I doubt Hemingway would have supported Donald Trump in this Presidential election. He fought for the Communists in the Spanish Civil War, was generally regarded as a leftist, and he had little regard for the wealthy.
But I was thinking about Hemingway’s quote in regards to the President’s approach to Congress.
Instead of a moveable feast, the President is trying an approach I would call the moveable majority.
Trump reminds me of the famous Everett Dirksen assertion: “I am a man of fixed and unbending principles, the first of which is to be flexible at all times.”
That makes conservatives, especially conservatives who populate the Freedom Caucus, very, very nervous.
The hard right’s amendment to the Dirksen quote would be, “I am a man fixed and unbending principles, the first of which is to be inflexible at all times.”
They wear their inflexibility on their sleeves and broadcast it to the world proudly.
We shall not bend.

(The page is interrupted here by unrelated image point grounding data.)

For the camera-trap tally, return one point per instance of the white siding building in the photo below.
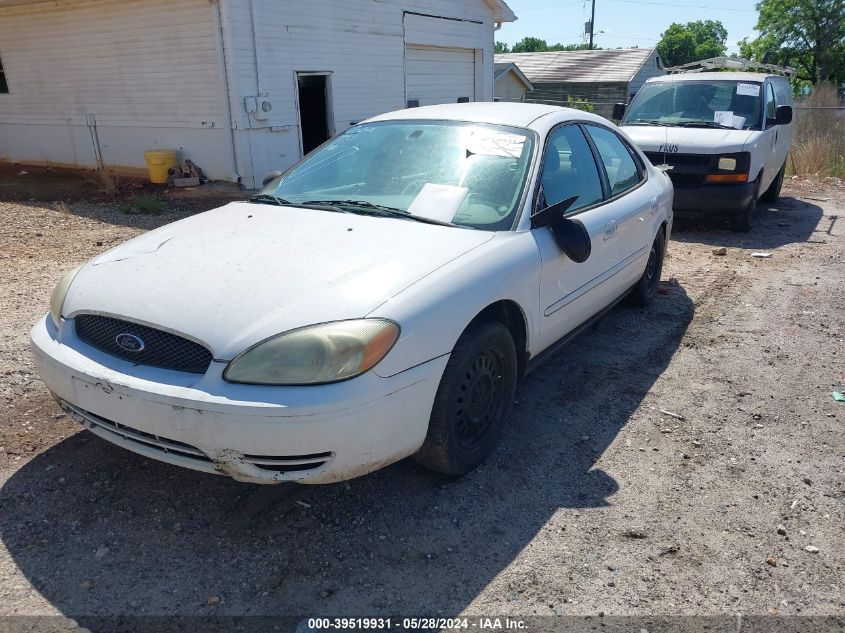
(241, 87)
(509, 84)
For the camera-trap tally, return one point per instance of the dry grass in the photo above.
(818, 145)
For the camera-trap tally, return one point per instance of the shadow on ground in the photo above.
(790, 221)
(99, 530)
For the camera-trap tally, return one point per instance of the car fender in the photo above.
(433, 312)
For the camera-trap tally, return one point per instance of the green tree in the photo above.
(530, 45)
(684, 43)
(808, 35)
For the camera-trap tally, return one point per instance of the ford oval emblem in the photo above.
(129, 342)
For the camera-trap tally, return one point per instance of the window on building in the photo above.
(4, 87)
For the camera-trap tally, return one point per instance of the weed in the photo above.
(818, 144)
(143, 204)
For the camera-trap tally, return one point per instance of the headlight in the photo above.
(727, 164)
(316, 354)
(57, 299)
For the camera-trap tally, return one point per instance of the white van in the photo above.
(722, 135)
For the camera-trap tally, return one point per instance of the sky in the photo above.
(624, 22)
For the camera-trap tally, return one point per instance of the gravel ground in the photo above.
(596, 501)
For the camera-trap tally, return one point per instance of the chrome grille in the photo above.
(160, 348)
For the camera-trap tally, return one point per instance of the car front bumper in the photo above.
(259, 434)
(717, 198)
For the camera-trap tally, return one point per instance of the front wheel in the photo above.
(646, 288)
(773, 192)
(473, 400)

We shall not break. We shall not compromise. We shall not get anything done on behalf the American people.
The ability to compromise is the coin of the realm in a democracy. You fail to create a win/win situation, where both sides can claim a modicum of victory, and you get gridlock.

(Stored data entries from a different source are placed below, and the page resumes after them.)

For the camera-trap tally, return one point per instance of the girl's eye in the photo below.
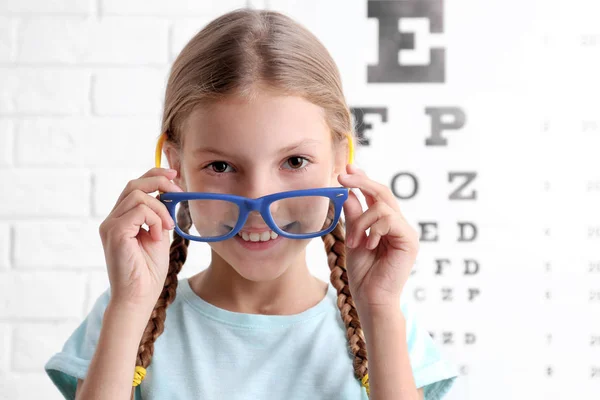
(297, 162)
(219, 166)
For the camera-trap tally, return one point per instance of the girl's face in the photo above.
(272, 144)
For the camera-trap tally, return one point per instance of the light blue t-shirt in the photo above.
(206, 352)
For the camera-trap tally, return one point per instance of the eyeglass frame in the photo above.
(338, 195)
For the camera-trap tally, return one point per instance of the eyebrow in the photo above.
(286, 149)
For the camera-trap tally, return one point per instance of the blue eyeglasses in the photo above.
(295, 214)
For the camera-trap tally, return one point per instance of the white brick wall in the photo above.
(81, 91)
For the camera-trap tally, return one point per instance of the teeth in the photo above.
(258, 237)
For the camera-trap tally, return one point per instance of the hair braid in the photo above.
(335, 247)
(177, 257)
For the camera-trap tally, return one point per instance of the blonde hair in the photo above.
(239, 53)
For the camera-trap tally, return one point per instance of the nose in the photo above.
(258, 184)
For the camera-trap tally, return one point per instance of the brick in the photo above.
(28, 386)
(114, 41)
(108, 185)
(34, 343)
(41, 295)
(86, 142)
(62, 244)
(7, 128)
(129, 92)
(5, 339)
(41, 193)
(54, 91)
(8, 28)
(69, 7)
(5, 245)
(184, 8)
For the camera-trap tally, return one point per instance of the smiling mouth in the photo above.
(285, 228)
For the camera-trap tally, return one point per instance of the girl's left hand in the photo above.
(378, 265)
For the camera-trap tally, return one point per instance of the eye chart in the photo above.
(484, 120)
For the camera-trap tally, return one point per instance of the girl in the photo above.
(254, 106)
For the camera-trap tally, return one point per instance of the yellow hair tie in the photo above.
(365, 382)
(140, 373)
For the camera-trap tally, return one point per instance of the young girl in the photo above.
(254, 106)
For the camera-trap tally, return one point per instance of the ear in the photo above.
(342, 151)
(174, 159)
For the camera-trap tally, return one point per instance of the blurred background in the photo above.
(481, 116)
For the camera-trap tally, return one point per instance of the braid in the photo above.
(335, 247)
(156, 324)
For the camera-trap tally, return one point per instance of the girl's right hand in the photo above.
(138, 259)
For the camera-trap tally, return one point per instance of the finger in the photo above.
(133, 220)
(352, 210)
(353, 169)
(380, 228)
(138, 197)
(367, 220)
(368, 187)
(155, 179)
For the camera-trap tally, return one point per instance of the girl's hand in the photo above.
(138, 259)
(378, 265)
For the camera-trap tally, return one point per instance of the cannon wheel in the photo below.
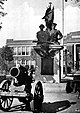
(38, 97)
(5, 102)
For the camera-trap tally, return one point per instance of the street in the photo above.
(55, 100)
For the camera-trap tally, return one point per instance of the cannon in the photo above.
(20, 76)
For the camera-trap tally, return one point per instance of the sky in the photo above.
(24, 17)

We seek to compromise every day. When you drive in Washington DC, you have to learn to compromise just to make it to work on time. When merging, one car has to give in to another car to keep the traffic flowing. When two jerks refuse to give in, that’s when you have an accident, and presto, you are late for work.
The American people are tired of the legislative car crashes.
They want a fully functional government that works on their behalf.
They don’t want a broken immigration system, where 11 million undocumented, illegal aliens are exploited by employers, living on the fringes of society, committing crimes and driving down ways.
They don’t want a tax code where some corporations pay nothing while other corporations pay the highest rate in the world, where some rich people get off scot-free while small business owners are donating half their salaries to the government. They suspect that a tax system that is so complicated that most accountants don’t understand it is probably not working fairly for them.
Conservatives are not nihilists. They want a fully functioning government that does a lot fewer things but does those things well. They don’t want their tax dollars wasted in government shut-downs. They don’t want a legislative branch that can’t effectively oversee our mandatory spending programs.
Donald Trump is not a natural politician. He has been criticized by the left and the right for not understanding the nature of his job and for saying things that are offensive to some people.
Trump may not a be natural politician, but he is smart enough to see how to best break through the gridlock.
I, myself, wouldn’t negotiate with Nancy Pelosi, because she is not really a negotiator and she doesn’t have a vested interest in making the Congress work. Instead, I would have had a secret meeting with Steny Hoyer and figured out ways to work with him.
But I quibble.
The President has to find a moveable majority. On immigration, he will have to build a majority with Democrats and Republicans. On appropriations, he will have to do the same thing, which might make funding for the wall more difficult. On taxes, he might get a bill through with only Republicans in the House and may be a few red state Democrats in the Senate (along with bulk of the Republicans). He might need to do a stand-alone authorization bill on the Wall with only Republican votes. On the budget, he will only get Republicans, because that is the nature of budget resolutions.
Good for the President for taking steps to break the gridlock. Let’s hope he is successful.